We hear soft piano music, projector clicking… “My family came to America fleeing persecution. […] As children, my brothers and I were taught that we were the lucky ones who made it out. But with that luck came responsibility. “Never again” didn’t just mean that people like us should not suffer. It means, others should not suffer either.”

With these lines opens the film by New-York based documentary filmmaker Eugene Jarecki, The House I Live In. Fragments of his personal memory deftly stitched together with collective memories primarily drawn from the public archival footage and interview material, The House I Live In captures heart-wrenching stories of those on the frontlines of the American longest war – the war on drugs. While America is concerned with overseas conflicts, a tacit war is taking place at home, effacing lives of its own people and inflicting damage on the society at large.

A recepient of the Grand Jury Prize at the Sundance Film Festival 2012, The House I live In does not shine away from the complexity of the given issue; in fact, I believe, it embraces it. From the dealer to the grieving mother, from the inmate to the federal judge, from the addict to the physician, the film lays forward a patchwork of stories of all involved in this war. But as stories of personal struggles begin to transpire, the very problems associated with drug abuse start to seem just one part of an even larger problem facing the country. I reckon, the film brilliantly puts the American drug problem into a socio-historical and economic context, prompting us not to ignore it at our peril. In a tightly knotted sequence of interviews, the documentary portrays young yet smothered by life people from the improverished neighborhoods, barred from proper education, healthcare benefits, or employment; hence they are eventually trapped in the painful self-perpetuating cycle of illegal drug abuse.. As one advocates in the film, “when groups are denied access to the core economic engines in a society, they create their own out of prohibited economies.” Akin, the protagonists of the film work for the only company that exists in their company town – the streets.
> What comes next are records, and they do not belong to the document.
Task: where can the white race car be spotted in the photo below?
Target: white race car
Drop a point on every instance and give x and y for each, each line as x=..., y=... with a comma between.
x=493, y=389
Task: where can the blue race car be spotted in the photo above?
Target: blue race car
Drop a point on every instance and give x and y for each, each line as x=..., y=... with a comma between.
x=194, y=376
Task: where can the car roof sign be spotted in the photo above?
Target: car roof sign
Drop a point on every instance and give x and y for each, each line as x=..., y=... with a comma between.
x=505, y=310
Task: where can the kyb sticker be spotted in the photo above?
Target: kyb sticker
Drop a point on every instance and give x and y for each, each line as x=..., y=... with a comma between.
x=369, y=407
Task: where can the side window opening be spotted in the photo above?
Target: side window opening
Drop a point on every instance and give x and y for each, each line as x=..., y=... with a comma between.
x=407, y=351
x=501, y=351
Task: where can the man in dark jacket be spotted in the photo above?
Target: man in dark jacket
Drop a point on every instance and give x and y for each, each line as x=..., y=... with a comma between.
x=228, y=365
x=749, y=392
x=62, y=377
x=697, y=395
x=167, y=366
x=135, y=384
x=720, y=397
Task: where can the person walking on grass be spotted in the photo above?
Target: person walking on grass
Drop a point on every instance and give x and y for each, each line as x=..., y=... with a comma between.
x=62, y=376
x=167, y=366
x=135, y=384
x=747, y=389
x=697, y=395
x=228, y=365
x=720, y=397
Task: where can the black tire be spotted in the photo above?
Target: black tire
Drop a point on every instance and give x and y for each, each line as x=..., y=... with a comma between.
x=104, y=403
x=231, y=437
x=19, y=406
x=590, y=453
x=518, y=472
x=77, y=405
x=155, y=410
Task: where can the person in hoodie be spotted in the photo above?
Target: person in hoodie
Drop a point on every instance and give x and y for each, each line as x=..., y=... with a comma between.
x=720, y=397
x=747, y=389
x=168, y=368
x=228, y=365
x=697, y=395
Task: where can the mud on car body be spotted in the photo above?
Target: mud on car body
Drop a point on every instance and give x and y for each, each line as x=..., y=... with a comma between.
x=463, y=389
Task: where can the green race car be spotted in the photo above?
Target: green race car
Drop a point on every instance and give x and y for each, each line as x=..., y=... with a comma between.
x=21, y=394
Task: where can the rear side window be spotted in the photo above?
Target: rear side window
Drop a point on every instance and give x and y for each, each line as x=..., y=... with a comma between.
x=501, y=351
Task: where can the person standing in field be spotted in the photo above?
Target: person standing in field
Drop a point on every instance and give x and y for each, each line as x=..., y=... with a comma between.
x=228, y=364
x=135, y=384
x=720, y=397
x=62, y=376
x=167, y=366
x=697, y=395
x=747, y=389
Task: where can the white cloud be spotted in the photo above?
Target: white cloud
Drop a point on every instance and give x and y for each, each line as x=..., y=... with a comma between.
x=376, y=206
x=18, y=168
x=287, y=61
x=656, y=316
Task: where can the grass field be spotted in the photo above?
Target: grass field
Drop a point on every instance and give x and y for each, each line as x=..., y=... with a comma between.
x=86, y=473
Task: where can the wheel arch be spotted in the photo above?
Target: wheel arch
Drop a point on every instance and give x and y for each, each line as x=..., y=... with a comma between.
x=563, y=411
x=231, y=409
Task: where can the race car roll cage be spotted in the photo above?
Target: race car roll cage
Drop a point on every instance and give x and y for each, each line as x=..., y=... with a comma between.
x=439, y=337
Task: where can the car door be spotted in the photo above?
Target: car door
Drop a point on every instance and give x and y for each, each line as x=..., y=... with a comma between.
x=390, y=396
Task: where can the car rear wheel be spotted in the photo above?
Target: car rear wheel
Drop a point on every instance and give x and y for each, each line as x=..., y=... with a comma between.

The impressive statistics dropped mid-way into the film, stating that since 1971 the war on drugs has cost over 1 trillion dollars and resulted in more than 45 million arrests, yet during that time the illegal drug abuse has remained unchanged, are ostensibly there to demonstrate the ineffectiveness of the law enforcement policies. Because it is treated in isolation as a legal issue, the war on drugs has dramatically escalated and created havoc

over the course of this crusade. The House I Live In throws a spotlight on the ugly b-side of the American present criminal justice system and interrogates its usable past by tracing back the origin of the anti-drug laws in the US. Hastily hopping through the decades of the American anti-drug policies somehow leaves the viewer unsatiated and compels to long for a more thorough examination of the issue at hand. Overall, however, the film does the job well in informing the viewer about the origin of certain anti-drug policies that serve as a precedent for control of minorities in the socio-economic and political order of things, be it racial, class, or other.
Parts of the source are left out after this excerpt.